POEMA EM PLENO VÔO
Em Recife,
às quatro horas da tarde
do alto do apartamento
tinha um papel pequeno e solto
contendo um poema.
Ventava muito ali na varanda
mas o poema não poderia está mais bem protegido
debaixo do livro do Carlos Drummond de Andrade.
De repente, tomei do livro
e me esqueci do poema.
Revoltado, talvez,
tomado pelo complexo de inferioridade, certamente
o poema aproveitou a carona do vento e voou.
Teria perdido o poema para sempre,
pensei.
Atônito já não me lembrava das palavras
que voavam, agora, para longe.
Impávido, acompanhava as parábolas do poema,
no
ar
sobrevoando a copa da árvore,
se recusando a pousar.
Uma moça que passava
tentou tomar o poema em suas mãos,
mas o vento o levou para ainda mais longe.

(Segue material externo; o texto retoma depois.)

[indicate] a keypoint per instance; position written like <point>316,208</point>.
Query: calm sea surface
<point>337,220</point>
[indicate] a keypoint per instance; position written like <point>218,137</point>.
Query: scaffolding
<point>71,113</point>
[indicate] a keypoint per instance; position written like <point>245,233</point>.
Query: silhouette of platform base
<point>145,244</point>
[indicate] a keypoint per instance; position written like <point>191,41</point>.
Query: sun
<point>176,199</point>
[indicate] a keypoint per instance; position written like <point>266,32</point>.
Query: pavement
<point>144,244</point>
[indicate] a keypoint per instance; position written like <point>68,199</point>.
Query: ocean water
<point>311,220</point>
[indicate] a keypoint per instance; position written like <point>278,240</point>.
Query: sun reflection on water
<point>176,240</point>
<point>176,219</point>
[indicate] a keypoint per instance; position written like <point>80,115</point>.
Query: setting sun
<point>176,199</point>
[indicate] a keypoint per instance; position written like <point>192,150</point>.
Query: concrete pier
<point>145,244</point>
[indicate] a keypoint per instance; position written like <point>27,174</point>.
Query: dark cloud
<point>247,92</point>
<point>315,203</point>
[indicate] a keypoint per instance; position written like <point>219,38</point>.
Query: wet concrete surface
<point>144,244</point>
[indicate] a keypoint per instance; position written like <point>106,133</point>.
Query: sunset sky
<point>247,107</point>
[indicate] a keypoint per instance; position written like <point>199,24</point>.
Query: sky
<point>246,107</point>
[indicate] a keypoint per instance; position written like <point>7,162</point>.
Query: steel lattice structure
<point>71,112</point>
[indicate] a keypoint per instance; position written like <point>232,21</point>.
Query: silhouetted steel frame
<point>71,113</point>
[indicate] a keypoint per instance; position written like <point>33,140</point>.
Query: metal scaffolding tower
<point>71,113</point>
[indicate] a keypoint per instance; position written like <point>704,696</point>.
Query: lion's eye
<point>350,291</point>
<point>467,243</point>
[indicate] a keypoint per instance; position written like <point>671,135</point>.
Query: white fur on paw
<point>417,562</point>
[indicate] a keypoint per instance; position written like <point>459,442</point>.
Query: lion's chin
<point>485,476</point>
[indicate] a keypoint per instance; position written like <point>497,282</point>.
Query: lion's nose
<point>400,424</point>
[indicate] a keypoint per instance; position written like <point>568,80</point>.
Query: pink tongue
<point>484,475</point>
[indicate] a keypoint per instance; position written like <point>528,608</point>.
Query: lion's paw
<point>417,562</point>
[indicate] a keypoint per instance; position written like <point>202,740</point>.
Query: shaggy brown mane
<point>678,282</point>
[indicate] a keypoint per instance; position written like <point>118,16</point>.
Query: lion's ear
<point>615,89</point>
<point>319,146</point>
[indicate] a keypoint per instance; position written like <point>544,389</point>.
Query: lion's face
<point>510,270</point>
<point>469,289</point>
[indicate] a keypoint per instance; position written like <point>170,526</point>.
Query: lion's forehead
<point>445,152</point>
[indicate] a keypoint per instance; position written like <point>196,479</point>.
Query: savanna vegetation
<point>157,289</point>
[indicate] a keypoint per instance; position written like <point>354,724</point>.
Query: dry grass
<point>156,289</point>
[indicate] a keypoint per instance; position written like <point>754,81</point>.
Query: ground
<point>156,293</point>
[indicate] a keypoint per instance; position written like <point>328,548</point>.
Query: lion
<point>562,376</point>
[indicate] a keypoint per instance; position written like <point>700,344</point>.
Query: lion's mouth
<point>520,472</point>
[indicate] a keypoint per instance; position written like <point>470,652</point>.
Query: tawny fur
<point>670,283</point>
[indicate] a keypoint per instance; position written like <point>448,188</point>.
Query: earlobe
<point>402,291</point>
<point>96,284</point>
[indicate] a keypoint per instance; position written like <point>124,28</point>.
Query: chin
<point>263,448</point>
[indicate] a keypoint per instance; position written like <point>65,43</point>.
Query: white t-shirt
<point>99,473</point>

E ela me sorriu como a dizer:
- Teu melhor poema fugiu, poeta.
De minha sacada
restava apenas constatar
que as palavras se dissolviam
no
balé do ar.
Ia longe o poema:
perdendo-se de mim
para ganhar a rua,
o bairro, a cidade
e o olhar de um homem
que jamais o vai ter,
mas o vê, distante,
comovido.
(Weliton Carvalho)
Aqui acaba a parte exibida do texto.